Pour le politologue Rachid Grim, «la nouvelle Administration n’est pas très différente de celle de Trump en matière de politique étrangère s’agissant surtout de ses relations avec l’Etat hébreu». «Joe Biden, dans une déclaration, s’est dit un sioniste convaincu. Cela donne un avant-goût de la politique américaine concernant la crise palestinienne et la question sahraouie», rappelle notre interlocuteur. Le tweet de Trump annonçant la proclamation de la souveraineté marocaine sur le territoire sahraoui peut être lu sous plusieurs aspects.
«D’un point de vue juridique ou institutionnel, proclamation et décret présidentiel, selon leur objet, n’ont pas nécessairement force de loi. Ils peuvent être, en principe, retoqués par la Cour suprême ou le Congrès», explique l’enseignant universitaire, Idris Atia. «Toutefois, la Constitution américaine accorde quasiment les pleins pouvoirs au Président en matière de politique étrangère et de reconnaissance des Etats», rappelle-t-il. «En résumé, le président des USA a le droit exclusif de reconnaîatre la souveraineté d’un Etat sur des territoires donnés. Le Congrès ne peut l’obliger à se contredire, mais peut altérer sa décision», poursuit-il. Joe Biden peut-il alors, en vertu des mêmes pouvoirs, retirer cette proclamation de reconnaissance ?
«Pas si sûr. Le locataire de la Maison-Blanche a des dossiers brûlants à traiter, notamment la sauvegarde de l’unité nationale, mise à mal par Trump et ses adeptes. Il y a aussi les ravages de la pandémie de la Covid-19 et son impact sur la vie économique et sociale. La question sahraouie peut être abordée, mais pas dans l’immédiat. La situation dans les territoires sahraouis est appelée à perdurer», estime Grim.
La reconnaissance de la souveraineté marocaine sur le Sahara occidental est intervenue dans le sillage de la normalisation des relations des pays arabes avec l’Etat hébreu.

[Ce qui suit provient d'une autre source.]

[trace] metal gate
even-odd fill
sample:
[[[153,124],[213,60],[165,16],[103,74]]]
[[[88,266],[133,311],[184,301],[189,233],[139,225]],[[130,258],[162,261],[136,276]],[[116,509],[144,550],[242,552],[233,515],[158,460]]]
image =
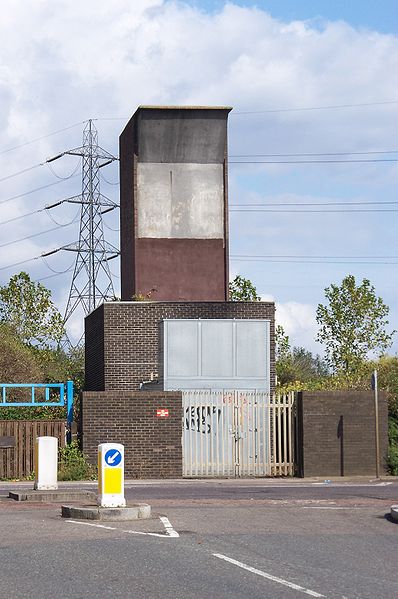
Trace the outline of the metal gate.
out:
[[[183,391],[184,476],[286,476],[294,471],[294,393]]]

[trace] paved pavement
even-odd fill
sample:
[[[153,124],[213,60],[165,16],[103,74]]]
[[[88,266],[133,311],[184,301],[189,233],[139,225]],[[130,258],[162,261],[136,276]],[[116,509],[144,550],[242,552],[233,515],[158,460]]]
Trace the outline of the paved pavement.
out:
[[[136,481],[127,498],[154,517],[109,524],[8,489],[1,599],[398,597],[395,480]]]

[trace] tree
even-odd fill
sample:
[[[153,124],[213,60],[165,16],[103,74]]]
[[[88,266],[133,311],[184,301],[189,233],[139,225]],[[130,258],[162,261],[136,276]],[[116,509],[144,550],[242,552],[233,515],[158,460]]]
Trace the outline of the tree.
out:
[[[0,322],[7,323],[27,345],[42,348],[59,344],[65,329],[51,291],[26,272],[0,287]]]
[[[13,330],[0,323],[0,381],[2,383],[40,383],[43,372],[35,352],[26,347]]]
[[[325,289],[327,305],[319,304],[317,341],[325,344],[326,361],[335,373],[355,374],[368,355],[383,354],[395,331],[387,333],[389,307],[375,294],[368,279],[356,285],[348,275],[341,286]]]
[[[261,297],[253,283],[241,275],[236,275],[230,282],[229,299],[231,302],[261,302]]]
[[[279,385],[295,381],[305,383],[328,375],[328,368],[322,358],[304,347],[290,348],[289,337],[283,327],[278,325],[275,331],[276,374]]]

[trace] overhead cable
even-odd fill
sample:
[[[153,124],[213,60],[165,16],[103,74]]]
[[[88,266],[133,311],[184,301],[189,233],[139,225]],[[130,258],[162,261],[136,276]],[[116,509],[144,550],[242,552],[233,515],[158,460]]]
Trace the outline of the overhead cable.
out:
[[[77,175],[73,175],[73,176],[77,177]],[[18,195],[11,196],[10,198],[6,198],[5,200],[0,200],[0,204],[5,204],[6,202],[11,202],[11,200],[17,200],[19,198],[23,198],[25,196],[30,195],[31,193],[36,193],[36,191],[41,191],[42,189],[47,189],[48,187],[53,187],[54,185],[59,185],[60,183],[63,183],[63,181],[62,180],[54,181],[53,183],[48,183],[47,185],[42,185],[41,187],[36,187],[35,189],[25,191],[25,193],[19,193]]]
[[[47,133],[46,135],[41,135],[40,137],[36,137],[34,139],[30,139],[29,141],[25,141],[21,144],[18,144],[17,146],[12,146],[11,148],[6,148],[5,150],[0,150],[0,155],[6,154],[7,152],[12,152],[13,150],[18,150],[19,148],[23,148],[24,146],[28,146],[37,141],[41,141],[42,139],[46,139],[47,137],[51,137],[52,135],[56,135],[57,133],[63,133],[64,131],[73,129],[74,127],[77,127],[78,125],[81,125],[82,123],[83,123],[83,121],[81,121],[80,123],[74,123],[73,125],[69,125],[68,127],[64,127],[63,129],[58,129],[57,131],[52,131],[51,133]]]
[[[318,213],[318,214],[327,214],[327,213],[337,213],[337,212],[343,212],[345,214],[348,213],[358,213],[358,212],[398,212],[398,208],[384,208],[384,209],[379,209],[379,208],[355,208],[352,210],[343,210],[343,208],[336,208],[336,210],[331,210],[331,209],[327,209],[327,210],[276,210],[274,208],[268,209],[268,208],[252,208],[252,209],[247,209],[247,208],[231,208],[230,213],[232,212],[253,212],[253,213],[258,213],[258,212],[270,212],[270,213],[280,213],[280,214],[290,214],[290,213],[296,213],[296,214],[312,214],[312,213]]]
[[[398,201],[379,202],[260,202],[258,204],[230,204],[230,208],[266,208],[267,206],[366,206],[374,204],[398,204]]]
[[[39,233],[32,233],[32,235],[27,235],[26,237],[21,237],[19,239],[14,239],[13,241],[7,241],[6,243],[0,244],[0,248],[7,247],[9,245],[13,245],[14,243],[20,243],[21,241],[26,241],[27,239],[33,239],[35,237],[40,237],[41,235],[45,235],[46,233],[52,233],[53,231],[57,231],[58,229],[62,229],[64,227],[70,227],[76,222],[76,219],[67,223],[66,225],[58,225],[57,227],[52,227],[51,229],[46,229],[45,231],[40,231]]]
[[[234,262],[267,262],[267,263],[274,263],[274,264],[357,264],[357,265],[361,265],[361,264],[366,264],[366,265],[370,265],[370,264],[378,264],[378,265],[394,265],[394,264],[398,264],[398,262],[385,262],[385,261],[355,261],[355,260],[342,260],[342,261],[336,261],[336,260],[293,260],[293,259],[272,259],[272,258],[250,258],[249,256],[243,256],[243,257],[235,257],[235,256],[231,256],[230,257],[231,260],[233,260]]]
[[[366,106],[387,106],[398,104],[398,100],[387,100],[385,102],[362,102],[360,104],[331,104],[328,106],[305,106],[298,108],[269,108],[265,110],[245,110],[245,111],[233,111],[231,116],[245,115],[245,114],[269,114],[273,112],[306,112],[310,110],[335,110],[341,108],[362,108]]]
[[[296,152],[294,154],[230,154],[230,158],[272,158],[295,156],[363,156],[371,154],[398,154],[398,150],[375,150],[368,152]]]
[[[57,179],[62,179],[63,181],[66,181],[66,179],[71,179],[73,177],[73,175],[77,172],[77,169],[80,166],[80,159],[77,161],[76,166],[74,167],[73,171],[71,172],[70,175],[67,175],[66,177],[62,177],[61,175],[58,175],[55,171],[54,171],[54,167],[46,160],[46,164],[48,166],[48,168],[50,169],[51,173],[54,175],[54,177],[57,177]]]
[[[38,168],[39,166],[43,166],[43,164],[45,164],[45,162],[39,162],[38,164],[33,164],[32,166],[28,166],[27,168],[23,168],[20,171],[17,171],[16,173],[12,173],[11,175],[7,175],[6,177],[2,177],[0,179],[1,181],[7,181],[7,179],[12,179],[13,177],[18,177],[18,175],[23,175],[24,173],[28,173],[29,171],[33,171],[33,169]]]
[[[21,266],[21,264],[27,264],[28,262],[33,262],[37,260],[40,256],[35,256],[34,258],[28,258],[27,260],[21,260],[20,262],[14,262],[14,264],[8,264],[7,266],[0,266],[0,270],[9,270],[10,268],[15,268],[15,266]]]
[[[229,164],[349,164],[352,162],[398,162],[398,158],[353,158],[352,160],[228,160]]]

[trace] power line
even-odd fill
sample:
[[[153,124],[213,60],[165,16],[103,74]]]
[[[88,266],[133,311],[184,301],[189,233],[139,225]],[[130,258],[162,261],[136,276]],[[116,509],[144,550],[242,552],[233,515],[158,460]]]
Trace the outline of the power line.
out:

En dépit du déni du Royaume chérifien de tout lien direct, les faits disent le contraire. «Du moment que l’Etat hébreu est au cœur de cette transaction, il n’est pas aisé de rallier l’Administration américaine, quelle que soit son obédience, démocrate ou républicaine, à la cause sahraouie. La politique protectionniste des Américains s’agissant de l’entité sioniste est bien ancrée dans les institutions américaines. Cela dépasse le bon vouloir des uns et des autres», soutient Grim. Par ailleurs, Atia met en exergue la possibilité pour le Front Polisario d’exploiter les soutiens exprimés par plusieurs gouvernements dans le monde, notamment en Europe.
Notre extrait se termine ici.